13. M. C a fait l’objet le 6 septembre 2024 d’une obligation de quitter le territoire français sans délai. Par suite, seules des circonstances humanitaires pouvaient faire obstacle à ce que soit prononcée à son encontre une interdiction de retour sur le territoire français. Il ne ressort pas des pièces du dossier que le requérant justifie de telles circonstances qui aurait pu conduire l’autorité administrative à ne pas prononcer d’interdiction de retour sur le territoire français.

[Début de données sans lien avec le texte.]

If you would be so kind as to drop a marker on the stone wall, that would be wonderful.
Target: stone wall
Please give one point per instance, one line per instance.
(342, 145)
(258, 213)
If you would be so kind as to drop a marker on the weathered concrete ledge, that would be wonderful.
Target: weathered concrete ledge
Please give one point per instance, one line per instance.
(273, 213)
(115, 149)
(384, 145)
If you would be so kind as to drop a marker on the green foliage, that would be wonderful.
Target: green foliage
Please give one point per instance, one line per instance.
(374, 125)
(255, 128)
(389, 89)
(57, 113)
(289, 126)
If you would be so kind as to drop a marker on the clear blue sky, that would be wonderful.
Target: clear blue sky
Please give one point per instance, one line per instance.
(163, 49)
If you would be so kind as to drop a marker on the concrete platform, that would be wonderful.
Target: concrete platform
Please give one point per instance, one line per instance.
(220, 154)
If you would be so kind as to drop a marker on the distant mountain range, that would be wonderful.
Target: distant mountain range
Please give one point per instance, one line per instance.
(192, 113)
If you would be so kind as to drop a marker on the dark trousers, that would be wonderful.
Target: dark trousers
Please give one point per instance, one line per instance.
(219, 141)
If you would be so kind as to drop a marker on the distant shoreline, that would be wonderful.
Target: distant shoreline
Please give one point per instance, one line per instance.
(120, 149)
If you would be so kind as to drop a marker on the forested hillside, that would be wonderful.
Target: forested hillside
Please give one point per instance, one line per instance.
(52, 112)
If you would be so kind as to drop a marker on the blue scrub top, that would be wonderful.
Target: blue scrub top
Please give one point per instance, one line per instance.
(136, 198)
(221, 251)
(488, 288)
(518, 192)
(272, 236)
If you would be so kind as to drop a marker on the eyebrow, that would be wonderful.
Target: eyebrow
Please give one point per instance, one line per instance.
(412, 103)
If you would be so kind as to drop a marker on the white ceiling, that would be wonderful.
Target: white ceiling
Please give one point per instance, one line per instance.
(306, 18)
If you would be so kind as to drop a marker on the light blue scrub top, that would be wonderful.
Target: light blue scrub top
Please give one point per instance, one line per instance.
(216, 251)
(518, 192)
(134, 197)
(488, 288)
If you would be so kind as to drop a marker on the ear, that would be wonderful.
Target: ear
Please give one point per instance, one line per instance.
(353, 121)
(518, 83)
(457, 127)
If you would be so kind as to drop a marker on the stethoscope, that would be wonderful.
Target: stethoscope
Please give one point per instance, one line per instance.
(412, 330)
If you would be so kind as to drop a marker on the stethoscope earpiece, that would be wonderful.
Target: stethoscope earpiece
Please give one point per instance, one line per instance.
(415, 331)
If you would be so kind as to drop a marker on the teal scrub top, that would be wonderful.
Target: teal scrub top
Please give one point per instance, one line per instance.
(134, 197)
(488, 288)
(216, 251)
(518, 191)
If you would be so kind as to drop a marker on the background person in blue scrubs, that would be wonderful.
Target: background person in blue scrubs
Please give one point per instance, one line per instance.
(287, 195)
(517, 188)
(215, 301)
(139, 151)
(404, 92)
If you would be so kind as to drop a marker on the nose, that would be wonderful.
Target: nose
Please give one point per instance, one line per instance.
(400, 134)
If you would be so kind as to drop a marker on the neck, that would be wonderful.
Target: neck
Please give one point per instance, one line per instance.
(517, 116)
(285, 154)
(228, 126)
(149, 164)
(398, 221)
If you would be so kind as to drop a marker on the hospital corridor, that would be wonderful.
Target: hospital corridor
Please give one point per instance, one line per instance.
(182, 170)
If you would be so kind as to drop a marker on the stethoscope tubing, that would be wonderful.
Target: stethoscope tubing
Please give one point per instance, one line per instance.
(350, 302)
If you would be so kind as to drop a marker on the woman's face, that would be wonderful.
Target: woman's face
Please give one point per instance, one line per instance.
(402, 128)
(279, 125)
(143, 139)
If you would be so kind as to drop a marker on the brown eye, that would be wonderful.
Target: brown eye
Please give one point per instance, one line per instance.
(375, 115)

Alors que le requérant ne justifie pas d’attaches privées ou familiales sur le territoire français où il déclare être entré en 2017, que sa présence sur le territoire national constitue une menace pour l’ordre public, et eu égard la durée de douze mois fixée par le préfet, la décision attaquée ne méconnaît pas les dispositions précitées et ne présente pas un caractère disproportionné.
14. Il résulte de tout ce qui précède que M. C n’est pas fondé à demander l’annulation des décisions du 6 septembre 2024 du préfet de la Seine-Saint-Denis. Il y a lieu, par voie de conséquence, de rejeter ses conclusions à fin d’injonction sous astreinte, ainsi que celles relatives aux frais liés au litige au titre de l’article L. 761-1 du code de justice administrative.
D E C I D E :
Article 1er : La requête de M. C est rejetée.
Article 2 : Le présent jugement sera notifié à M. E C et au préfet de la Seine-Saint-Denis.
Délibéré après l’audience du 8 avril 2025, à laquelle siégeaient :
— Mme Deniel, présidente,
— Mme Biscarel, première conseillère,
— Mme Fabre, conseillère.
Rendu public par mise à disposition au greffe le 30 avril 2025.
La présidente-rapporteure,L’assesseure la plus ancienne,C. DenielB. BiscarelLa greffière,A. Capelle
La République mande et ordonne au préfet de la Seine-Saint-Denis en ce qui le concerne et à tous commissaires de justice à ce requis en ce qui concerne les voies de droit commun, contre les parties privées, de pourvoir à l’exécution de la présente décision.